I learned how to cook very well from my grandmother but every once in awhile, something entertaining happens. There was the time I was cooking dinner for my bf and trying to impress him with fresh bread (one of my specialties!) and when I scalded the milk, I didn't let it cool enough before adding the yeast. When it didn't rise, I figured I'd try and bake it anyways. We ended up using the rolls as baseballs and once we were done, the dogs used them as chew toys for awhile. Then there was the lasagna incident.... You know the frozen party sized lasagnas from the store that take 2.5 hours to bake? Well, was doing one of those for a big party we were having, got it in late, so it was around 9 pm before it was done and as I pulled it out of the oven, managed to drop it, upside down, on the floor. After a lot of staring and then expletives, I ordered pizza. Still haven't lived that one down.  :Smile:

----------

Royal Chick (07-01-2012)

----------


## h00blah

> Well, was doing one of those for a big party we were having, got it in late, so it was around 9 pm before it was done and as I pulled it out of the oven, managed to drop it, upside down, on the floor. After a lot of staring and then expletives, I ordered pizza. Still haven't lived that one down.


Man! I bet you had that feeling where your heart sunk into your stomach... I hate hate hate that feeling XD

----------


## Coleslaw007

Well I cook awesome and I'm very attentive when I cook but I have done dumb stuff when I was younger, like putting a dog biscuit in the microwave. It caught fire and smoked us out of the house.

Now my mom is constantly doing things like setting plastic plates near hot burners and the like.

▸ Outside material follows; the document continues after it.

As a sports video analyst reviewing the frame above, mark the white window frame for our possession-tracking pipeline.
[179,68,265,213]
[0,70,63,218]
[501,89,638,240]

Sent from my PG86100 using Tapatalk 2

----------


## Capray

I've baked an entire batch of cookies with no baking soda/powder in it. :Wag of the finger: 
It ended up looking like several blackened rice-cakes with burned chocolate oozing off the surface.
I got distracted, loll. :Roll Eyes (Sarcastic):

----------


## Vasiliki

Slow Cooker beef stew....

Note to self: Remember to add WATER to the Slow Cooker if you're leaving it on LOW for 8 hours. Otherwise everything will burn to the sides of the container after a while, and it will take industrial cleaner to finally remove all of the blackened pieces that won't come off even with steel wool.

----------


## RetiredJedi

I just wanted to say that it is SNAFU and not SNAFOOS...Situation Normal All Fu#*%d Up

Sorry just being picky.  

One time when I was little I wanted to make cereal and we didn't have milk so I put water in it...my mom made me eat it all!!!! NASTY!  I know it's not cooking but I try to stick to letting my wife cook now-a-days.

----------


## Vasiliki

> I just wanted to say that it is SNAFU and not SNAFOOS...Situation Normal All Fu#*%d Up
> 
> Sorry just being picky.  
> 
> One time when I was little I wanted to make cereal and we didn't have milk so I put water in it...my mom made me eat it all!!!! NASTY!


.... Oh no... I thought I had blocked that memory out...

It, too, happened to me  :Tears:

----------


## Capray

lol, and also not having _enough_ milk so you dilute it with water... :Doh!:

----------


## Rhacin' Balls

I've almost burned down my apartment 3 times (twice cooking bacon and once toasting bread) and I've cut off the end of 2 fingers, not at the same time. Then there was the time I made apple pie and as I was taking it out of the oven it tipped and all the hot juice spilled on the floor. I can make amazing risotto and cherry cordials, but I can't seem to make Jell-O or kool-aid!!

----------